Güney Kore’nin Doğum Oranlarındaki Dramatik Düşüş!
Asya’nın teknolojiyle ön plana çıkan ülkesi Güney Kore, nüfus daralmasıyla dikkat çekiyor. Başkent Seul’de doğan her altı bebekten biri, doğurganlık tedavileri sayesinde hayata geliyor. 2018 ile 2022 yılları arasında doğurganlık tedavisi alan çift sayısı yüzde 50 artarak 200 binin üzerine çıkıyor.
Doğum Oranları Alarm Veriyor
- 2018’de: 0.98
- 2020’de: 0.84
- 2023’te: 0.72
- 2024’te: 0.75’e düşüyor.
Güney Kore, doğum oranlarındaki düşüşle küresel sıralamada en alt basamaklara yerleşiyor. Bir kadının doğurduğu ortalama çocuk sayısı hızla azalıyor. Bir toplumun nüfusunu koruyabilmesi için gereken ortalama doğum sayısının 2,1 olduğu düşünüldüğünde, Güney Kore’de bu rakamın çok altında doğumlar gerçekleşiyor.
Demografik eğilimlerin devam etmesi durumunda, bugün 50 milyon nüfusa sahip olan ülkenin, 2080 yılına gelindiğinde nüfusunun yarı yarıya azalması bekleniyor.
Artan Doğurganlık Tedavisi Talebi
Kadınların ilk çocuk sahibi olma yaşı dünya ortalamasının üzerinde ve giderek artıyor. Bu durum, çocuk sahibi olmayı zorlaştırırken doğurganlık kliniklerinin yoğunluğunu artırıyor.
Uzmanlara göre, yükselen doğurganlık tedavisi talebinde sadece biyolojik değil, sosyolojik nedenler de etkili. Aile planlamasındaki değişikliklere rağmen uzun çalışma saatleri, yüksek yaşam maliyetleri ve eğitim giderleri, doğum kararını sürekli erteletiyor.
Çocuk Sahibi Olmama Nedenleri
Genç kuşağın çocuk sahibi olmaktan uzaklaşmasında biyolojik faktörlerin yanı sıra sosyolojik etkenler de rol oynuyor.
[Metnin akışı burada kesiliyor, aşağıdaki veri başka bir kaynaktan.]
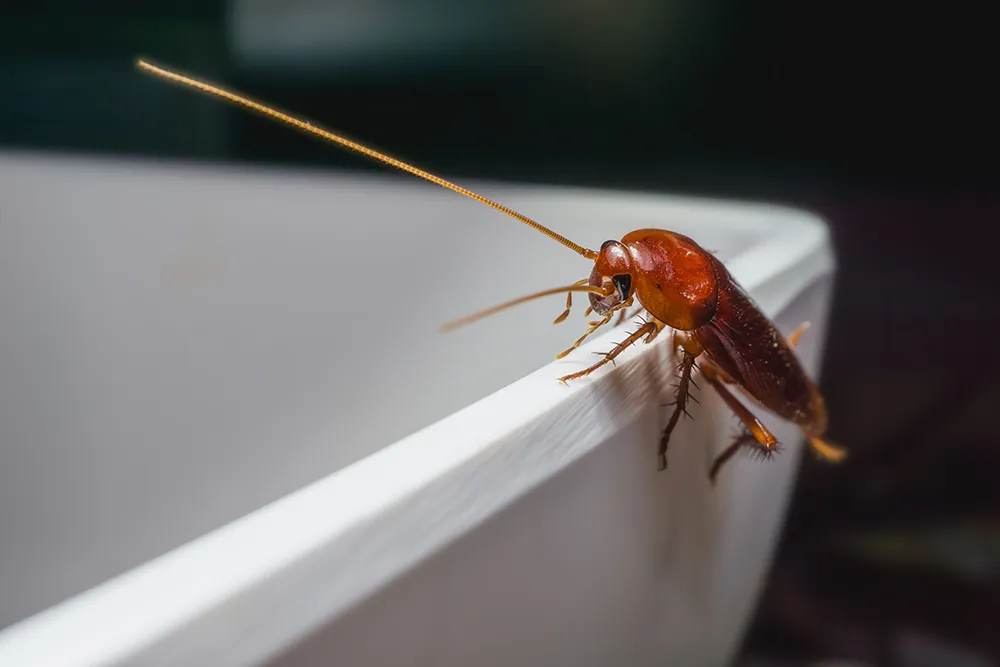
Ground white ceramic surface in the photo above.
[0,154,833,667]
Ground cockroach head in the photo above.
[590,240,632,315]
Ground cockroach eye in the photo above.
[611,273,632,301]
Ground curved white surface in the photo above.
[0,151,833,667]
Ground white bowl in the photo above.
[0,154,833,667]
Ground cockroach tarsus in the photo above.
[138,60,846,483]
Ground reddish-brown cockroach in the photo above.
[138,60,846,482]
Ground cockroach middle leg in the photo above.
[708,428,759,484]
[559,320,664,384]
[656,331,702,470]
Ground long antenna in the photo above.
[136,59,598,259]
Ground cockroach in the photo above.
[137,60,846,483]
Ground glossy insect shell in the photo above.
[590,229,827,435]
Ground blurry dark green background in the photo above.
[0,0,1000,665]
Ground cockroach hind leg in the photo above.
[708,427,756,486]
[806,436,847,463]
[656,347,697,472]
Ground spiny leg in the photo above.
[559,320,663,384]
[556,299,632,359]
[708,429,759,484]
[788,322,847,463]
[702,364,778,481]
[656,331,702,471]
[552,278,590,324]
[556,310,615,359]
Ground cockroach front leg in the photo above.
[656,331,702,471]
[559,320,663,384]
[554,298,632,359]
[702,363,778,484]
[552,278,590,324]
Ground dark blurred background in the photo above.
[0,0,1000,666]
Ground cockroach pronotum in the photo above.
[138,60,846,482]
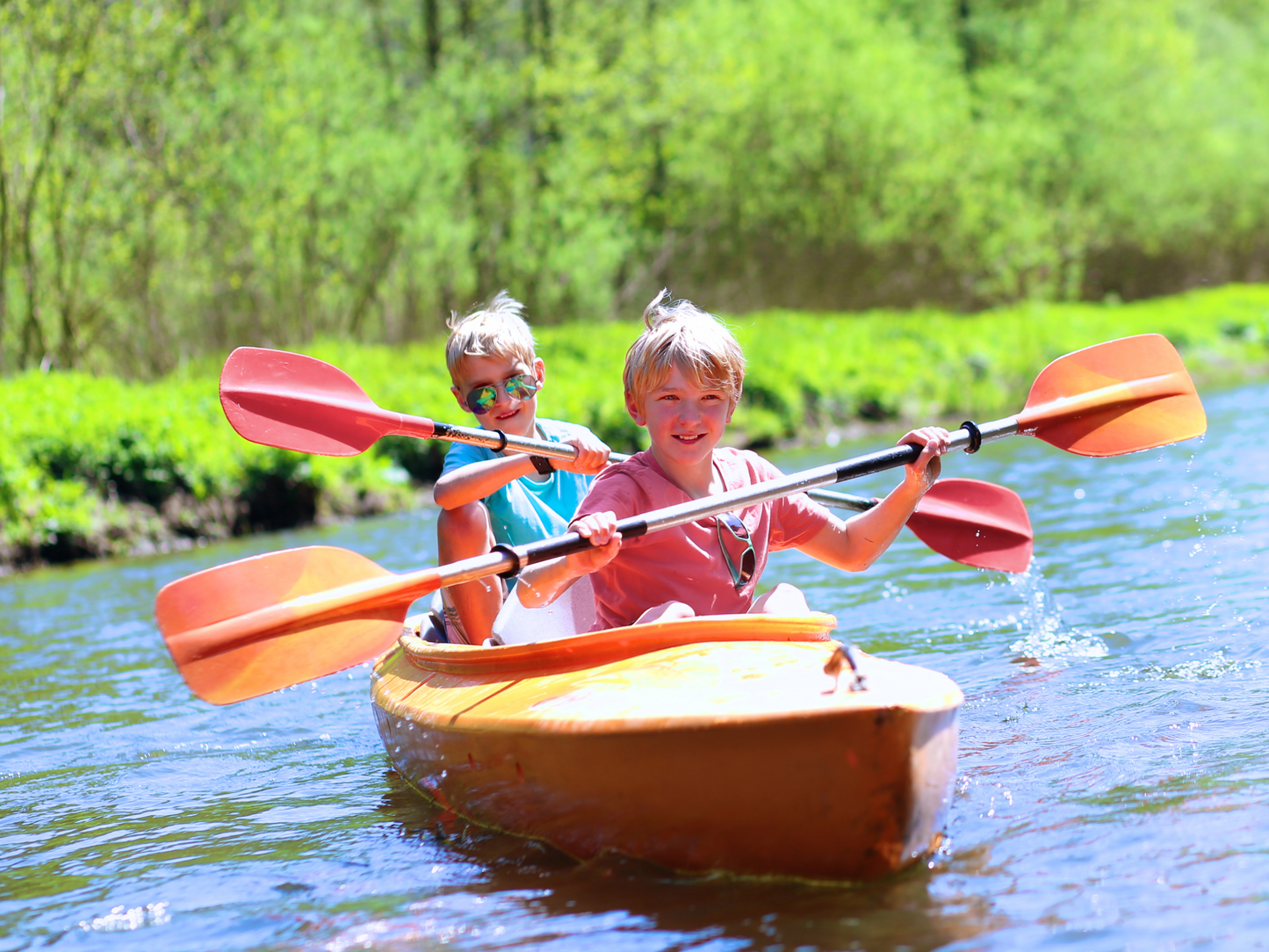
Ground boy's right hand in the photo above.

Kadınlara hala ağırlıklı olarak bakım sorumluluğu yüklenmesi, kariyer hayatı ile anne olma arasında seçim yapmaya zorlanmaları, yüksek ev ve eğitim maliyetleri gibi faktörler, çocuk sahibi olmaktan uzaklaştırıyor.
Birleşmiş Milletler’in son raporuna göre, Güney Korelilerin yüzde 50’sinden fazlası aslında çocuk sahibi olmayı istiyor, ancak ekonomik ve sosyal zorluklar nedeniyle bunun altından kalkamayacaklarını düşünüyor.
Uzmanlar, bu durumu sadece bir demografik sorun olarak değil, aynı zamanda ekonomik bir tehdit olarak da değerlendiriyor. İş gücünün yaşlandığı, emekli nüfusun arttığı ve genç nüfusun azaldığı bir ortamda, üretim kapasitesi de uzun vadede zayıflayabilir.